Considering his level of indiscretion, that should give you more than enough time for you to find out. A female reader, anonymous, writes 29 November Once you've said what you know, though, the information is out of your hands, and your friend can choose what to do about the relationship going forward. Wives who hold on to marriages like that tend to be women who do not believe in divorce, hence they built their lives together so much they almost can't split up because she really thought it would be forever.
Do the legwork for your friend and wait until you see it with your own eyes so you can make a sure accusation that you can back up with the truth. She wanted to give him another chance for whatever reason, and if he's going to cheat again, let it be on his conscience, no longer on yours. The wife in the situation likely has a network of married friends and sees marriage as the only correct lifestyle, while affair partners tend to be serial single, though content as such, though carrying around a lot of single friends and just all around a lifestyle that enables them to cycle into an affair. Considering his level of indiscretion, that should give you more than enough time for you to find out.
Choose a neutral time and place to give the news, as it will likely be upsetting. If she wanted to talk to you, she would. While your gut reaction would be to tell immediately, think about the repercussions that your accusations could have on the couple's relationship and future together. With you out of the picture long enough for him to withdraw from the affair, he can began to work on himself, that or he'll cheat with someone else and still stay married until she decides she's done, in which case we all learn he's just a serial player either way you're doing her the biggest favor by staying completely out of the picture.
Never trust the rumor mill, online social networking sites or a one-time sighting taken out of context, warns ImprovingYourWold. Consider whether you have enough reason to say anything and how your news will be received.
However it is your choice to accept that as a part of the life you will have with him. Step 4 Confront the cheater first. Assuming that your intentions by telling her are out of concern, I would encourage you to instead find ways to understand the pain you've caused her, such as joining an affair support group on social media and quietly listening in, as you'll be able to continue caring moreso about her feelings than his, helping you to move forward and not give in to him again. I would be very interested, if you have the energy, to update as to whether you did it or not, and if you did, what the outcome is.
Your friend may not take the news well and may even become angry at you for making the accusation. Step 4 Confront the cheater first. This type of news should be discussed privately within the marriage.
Posted by: Muzil | on October 2, 2012
As well as understand what you can do to no longer hurt her, learning methods directly from betrayed women even if not her specifically.

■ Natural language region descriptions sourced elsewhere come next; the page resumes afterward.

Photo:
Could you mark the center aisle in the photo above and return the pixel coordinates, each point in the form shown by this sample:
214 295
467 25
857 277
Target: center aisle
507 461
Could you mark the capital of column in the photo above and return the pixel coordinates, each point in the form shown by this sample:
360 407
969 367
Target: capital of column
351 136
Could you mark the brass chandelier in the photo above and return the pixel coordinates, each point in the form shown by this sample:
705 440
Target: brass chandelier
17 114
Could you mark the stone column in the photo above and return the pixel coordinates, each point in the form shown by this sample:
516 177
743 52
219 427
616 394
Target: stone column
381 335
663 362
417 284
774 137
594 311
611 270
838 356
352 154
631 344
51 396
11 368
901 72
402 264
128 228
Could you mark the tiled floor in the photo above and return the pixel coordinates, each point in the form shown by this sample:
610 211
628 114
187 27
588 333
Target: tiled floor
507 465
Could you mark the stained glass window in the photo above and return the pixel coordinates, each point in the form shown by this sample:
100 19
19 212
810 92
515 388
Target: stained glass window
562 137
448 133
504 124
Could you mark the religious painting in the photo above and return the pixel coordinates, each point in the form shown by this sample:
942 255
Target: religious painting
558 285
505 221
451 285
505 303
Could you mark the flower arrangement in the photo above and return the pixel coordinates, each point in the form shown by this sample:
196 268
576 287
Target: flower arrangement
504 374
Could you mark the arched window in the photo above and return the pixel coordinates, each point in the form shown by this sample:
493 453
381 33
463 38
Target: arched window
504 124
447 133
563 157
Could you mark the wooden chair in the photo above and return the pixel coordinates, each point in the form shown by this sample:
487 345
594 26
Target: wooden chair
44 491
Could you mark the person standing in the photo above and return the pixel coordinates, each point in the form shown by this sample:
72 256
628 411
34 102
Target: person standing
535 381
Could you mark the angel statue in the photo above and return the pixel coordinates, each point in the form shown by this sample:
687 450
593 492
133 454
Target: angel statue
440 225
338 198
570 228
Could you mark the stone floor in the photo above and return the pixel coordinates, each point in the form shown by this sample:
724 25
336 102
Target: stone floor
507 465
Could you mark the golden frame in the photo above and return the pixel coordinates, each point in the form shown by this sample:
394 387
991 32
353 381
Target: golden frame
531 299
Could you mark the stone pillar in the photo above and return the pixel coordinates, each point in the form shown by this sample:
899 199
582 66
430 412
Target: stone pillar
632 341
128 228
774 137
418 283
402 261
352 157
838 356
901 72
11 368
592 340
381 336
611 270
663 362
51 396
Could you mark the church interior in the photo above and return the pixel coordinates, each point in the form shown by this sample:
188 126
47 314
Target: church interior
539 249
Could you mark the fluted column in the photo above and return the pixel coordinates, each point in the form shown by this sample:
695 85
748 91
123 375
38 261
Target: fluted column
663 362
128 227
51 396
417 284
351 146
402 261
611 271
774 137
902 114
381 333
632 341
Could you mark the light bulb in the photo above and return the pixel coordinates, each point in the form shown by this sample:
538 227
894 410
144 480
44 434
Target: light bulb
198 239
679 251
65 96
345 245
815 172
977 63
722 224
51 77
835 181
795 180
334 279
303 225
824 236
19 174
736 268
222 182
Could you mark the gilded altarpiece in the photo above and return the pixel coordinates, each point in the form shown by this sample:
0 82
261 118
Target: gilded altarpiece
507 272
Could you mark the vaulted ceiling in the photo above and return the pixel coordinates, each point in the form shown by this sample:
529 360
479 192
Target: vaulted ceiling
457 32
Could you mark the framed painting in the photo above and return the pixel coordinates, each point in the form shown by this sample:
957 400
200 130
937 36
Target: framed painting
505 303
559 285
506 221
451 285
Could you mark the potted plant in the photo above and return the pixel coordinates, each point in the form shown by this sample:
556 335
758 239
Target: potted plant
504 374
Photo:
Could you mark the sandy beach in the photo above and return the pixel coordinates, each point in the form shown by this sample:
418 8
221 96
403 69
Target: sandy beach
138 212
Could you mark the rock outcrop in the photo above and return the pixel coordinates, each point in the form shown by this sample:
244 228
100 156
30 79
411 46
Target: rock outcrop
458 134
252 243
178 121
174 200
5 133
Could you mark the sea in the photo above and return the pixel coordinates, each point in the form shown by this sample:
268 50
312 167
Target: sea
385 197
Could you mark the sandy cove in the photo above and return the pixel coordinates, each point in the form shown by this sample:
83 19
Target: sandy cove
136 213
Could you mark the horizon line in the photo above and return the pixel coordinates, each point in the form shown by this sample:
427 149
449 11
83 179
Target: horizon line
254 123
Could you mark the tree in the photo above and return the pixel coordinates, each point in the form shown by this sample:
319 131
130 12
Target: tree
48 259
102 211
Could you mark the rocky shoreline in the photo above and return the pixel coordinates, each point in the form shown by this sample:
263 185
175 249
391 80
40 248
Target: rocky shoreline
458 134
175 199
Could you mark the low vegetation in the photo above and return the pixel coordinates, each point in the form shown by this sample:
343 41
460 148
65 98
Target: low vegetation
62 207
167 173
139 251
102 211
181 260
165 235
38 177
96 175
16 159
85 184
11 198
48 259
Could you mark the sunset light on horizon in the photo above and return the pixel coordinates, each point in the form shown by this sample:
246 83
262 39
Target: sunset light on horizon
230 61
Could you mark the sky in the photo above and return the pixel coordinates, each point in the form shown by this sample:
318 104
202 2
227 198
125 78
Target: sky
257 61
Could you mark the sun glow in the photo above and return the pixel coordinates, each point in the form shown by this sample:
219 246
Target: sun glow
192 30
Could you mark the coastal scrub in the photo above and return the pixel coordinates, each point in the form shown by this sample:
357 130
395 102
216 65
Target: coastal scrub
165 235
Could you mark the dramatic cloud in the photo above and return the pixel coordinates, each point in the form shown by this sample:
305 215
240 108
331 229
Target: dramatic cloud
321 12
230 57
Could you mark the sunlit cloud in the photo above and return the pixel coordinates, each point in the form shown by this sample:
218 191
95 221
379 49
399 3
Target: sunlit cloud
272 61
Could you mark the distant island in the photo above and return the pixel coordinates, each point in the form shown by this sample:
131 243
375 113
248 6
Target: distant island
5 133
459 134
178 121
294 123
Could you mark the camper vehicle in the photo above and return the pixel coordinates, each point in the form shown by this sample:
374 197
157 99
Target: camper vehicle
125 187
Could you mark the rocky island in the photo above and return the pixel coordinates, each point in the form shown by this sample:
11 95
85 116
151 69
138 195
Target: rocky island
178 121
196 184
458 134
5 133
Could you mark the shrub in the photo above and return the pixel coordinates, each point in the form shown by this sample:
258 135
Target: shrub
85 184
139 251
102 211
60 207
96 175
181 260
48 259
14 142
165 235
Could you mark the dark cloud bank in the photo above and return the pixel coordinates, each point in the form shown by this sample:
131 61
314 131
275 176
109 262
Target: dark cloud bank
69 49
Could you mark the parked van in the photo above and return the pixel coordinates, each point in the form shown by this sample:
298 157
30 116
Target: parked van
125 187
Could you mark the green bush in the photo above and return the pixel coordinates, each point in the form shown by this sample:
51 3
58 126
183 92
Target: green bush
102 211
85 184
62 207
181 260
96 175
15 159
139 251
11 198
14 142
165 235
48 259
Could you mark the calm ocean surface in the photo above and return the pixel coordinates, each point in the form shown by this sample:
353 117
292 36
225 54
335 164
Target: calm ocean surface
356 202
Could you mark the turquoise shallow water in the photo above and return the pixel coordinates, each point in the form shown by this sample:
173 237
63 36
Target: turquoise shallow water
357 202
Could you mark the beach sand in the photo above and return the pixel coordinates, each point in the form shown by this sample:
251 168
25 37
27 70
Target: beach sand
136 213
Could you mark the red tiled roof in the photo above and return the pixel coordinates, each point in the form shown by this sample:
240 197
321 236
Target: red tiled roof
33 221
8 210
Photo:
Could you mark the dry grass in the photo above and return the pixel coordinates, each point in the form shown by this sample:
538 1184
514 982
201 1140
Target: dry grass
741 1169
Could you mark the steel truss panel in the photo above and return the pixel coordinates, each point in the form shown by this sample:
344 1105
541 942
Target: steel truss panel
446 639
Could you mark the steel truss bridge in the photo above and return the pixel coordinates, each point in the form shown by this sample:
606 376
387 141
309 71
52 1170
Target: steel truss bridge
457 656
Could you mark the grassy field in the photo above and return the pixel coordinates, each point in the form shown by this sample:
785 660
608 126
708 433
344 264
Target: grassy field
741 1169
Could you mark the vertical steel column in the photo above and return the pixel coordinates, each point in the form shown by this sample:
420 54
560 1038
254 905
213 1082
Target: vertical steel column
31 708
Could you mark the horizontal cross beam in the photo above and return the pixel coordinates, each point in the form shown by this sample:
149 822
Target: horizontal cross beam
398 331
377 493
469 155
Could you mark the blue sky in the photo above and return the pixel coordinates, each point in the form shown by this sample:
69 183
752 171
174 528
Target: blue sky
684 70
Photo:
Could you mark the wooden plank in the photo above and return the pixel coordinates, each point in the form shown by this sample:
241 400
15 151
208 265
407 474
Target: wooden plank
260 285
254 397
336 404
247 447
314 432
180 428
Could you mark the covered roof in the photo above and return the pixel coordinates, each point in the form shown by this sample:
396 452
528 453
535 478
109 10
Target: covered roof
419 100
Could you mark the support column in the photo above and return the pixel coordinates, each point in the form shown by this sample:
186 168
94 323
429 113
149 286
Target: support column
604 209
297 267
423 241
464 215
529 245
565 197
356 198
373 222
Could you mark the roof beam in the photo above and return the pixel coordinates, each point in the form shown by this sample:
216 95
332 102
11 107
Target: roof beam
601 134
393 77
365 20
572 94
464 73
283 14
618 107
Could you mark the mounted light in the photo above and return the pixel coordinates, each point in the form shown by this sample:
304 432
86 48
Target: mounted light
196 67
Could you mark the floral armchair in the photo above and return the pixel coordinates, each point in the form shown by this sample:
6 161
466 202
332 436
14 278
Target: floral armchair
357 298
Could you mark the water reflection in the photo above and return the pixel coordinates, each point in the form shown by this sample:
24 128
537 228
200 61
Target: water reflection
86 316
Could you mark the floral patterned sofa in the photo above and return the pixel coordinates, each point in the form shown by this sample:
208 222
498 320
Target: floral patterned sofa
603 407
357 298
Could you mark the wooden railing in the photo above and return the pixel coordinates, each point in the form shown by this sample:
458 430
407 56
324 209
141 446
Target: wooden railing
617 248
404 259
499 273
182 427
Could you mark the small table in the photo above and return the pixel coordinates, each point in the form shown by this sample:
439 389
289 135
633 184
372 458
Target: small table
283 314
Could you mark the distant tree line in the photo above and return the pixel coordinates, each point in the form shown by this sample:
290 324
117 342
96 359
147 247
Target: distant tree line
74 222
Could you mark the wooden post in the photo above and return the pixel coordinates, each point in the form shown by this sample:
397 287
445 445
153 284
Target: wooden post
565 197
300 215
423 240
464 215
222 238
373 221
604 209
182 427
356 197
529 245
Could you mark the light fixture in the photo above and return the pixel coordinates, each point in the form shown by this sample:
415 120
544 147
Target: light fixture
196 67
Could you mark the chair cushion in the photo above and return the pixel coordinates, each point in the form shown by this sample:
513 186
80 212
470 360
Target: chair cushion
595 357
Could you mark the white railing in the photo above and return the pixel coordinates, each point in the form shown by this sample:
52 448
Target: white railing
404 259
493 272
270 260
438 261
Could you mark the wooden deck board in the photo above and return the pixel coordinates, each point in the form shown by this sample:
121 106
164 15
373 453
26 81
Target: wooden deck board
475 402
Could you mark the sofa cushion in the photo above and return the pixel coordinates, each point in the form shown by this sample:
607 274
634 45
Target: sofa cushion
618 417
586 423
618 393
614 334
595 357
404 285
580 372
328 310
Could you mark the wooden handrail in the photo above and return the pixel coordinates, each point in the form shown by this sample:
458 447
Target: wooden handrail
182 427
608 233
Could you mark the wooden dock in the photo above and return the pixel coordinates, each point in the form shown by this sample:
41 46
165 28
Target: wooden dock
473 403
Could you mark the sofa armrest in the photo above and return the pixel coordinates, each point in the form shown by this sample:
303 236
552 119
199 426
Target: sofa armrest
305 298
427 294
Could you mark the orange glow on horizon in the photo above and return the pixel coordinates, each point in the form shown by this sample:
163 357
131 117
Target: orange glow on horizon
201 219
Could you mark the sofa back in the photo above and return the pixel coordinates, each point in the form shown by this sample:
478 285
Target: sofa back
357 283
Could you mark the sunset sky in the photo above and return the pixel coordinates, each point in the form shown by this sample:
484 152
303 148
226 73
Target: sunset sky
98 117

You've mentioned that you come from a good family, but having parents or siblings that are married are not always the ones we relate most to when it comes to adult relationships.
The wife in the situation likely has a network of married friends and sees marriage as the only correct lifestyle, while affair partners tend to be serial single, though content as such, though carrying around a lot of single friends and just all around a lifestyle that enables them to cycle into an affair. Step 2 Reverse the roles and consider whether or not you'd like to know if you were in your friend's shoes, suggests psychotherapist Cyndi Sarnoff-Ross of DailyStrength. Possible and actually quite likely, financial woes.